Optimal Dynamic Contracts for a Large-Scale Principal-Agent Hierarchy: A Concavity-Preserving Approach
It addresses the computational challenge of designing optimal dynamic contracts in large-scale principal-agent hierarchies, which is a known bottleneck in contract theory.
The paper extends Sannikov's continuous-time contract framework to hierarchical principal-agent settings, developing an iterative algorithm that preserves concavity and reduces the dynamic programming problem to one dimension regardless of hierarchy size, enabling optimal contract design for large-scale hierarchies.
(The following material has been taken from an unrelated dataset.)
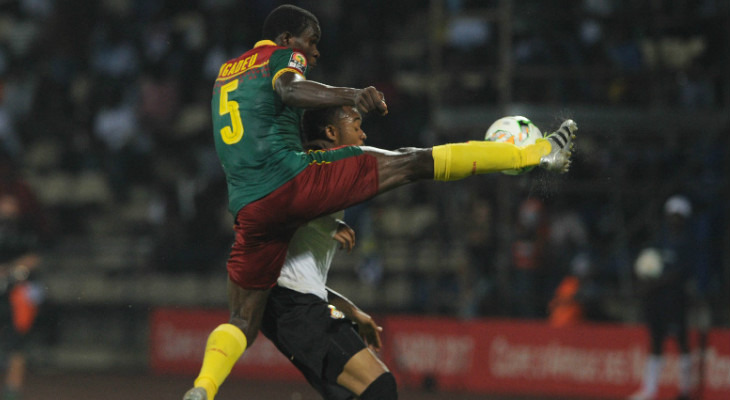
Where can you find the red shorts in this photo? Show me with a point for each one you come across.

We present a continuous-time contract whereby a top-level player can incentivize a hierarchy of players below him to act in his best interest despite only observing the output of his direct subordinate. This paper extends Sannikov's approach from a situation of asymmetric information between a principal and an agent to one of hierarchical information between several players. We develop an iterative algorithm for constructing an incentive compatible contract and define the correct notion of concavity which must be preserved during iteration. We identify conditions under which a dynamic programming construction of an optimal dynamic contract can be reduced to only a one-dimensional state space and one-dimensional control set, independent of the size of the hierarchy. In this sense, our results contribute to the applicability of dynamic programming on dynamic contracts for a large-scale principal-agent hierarchy.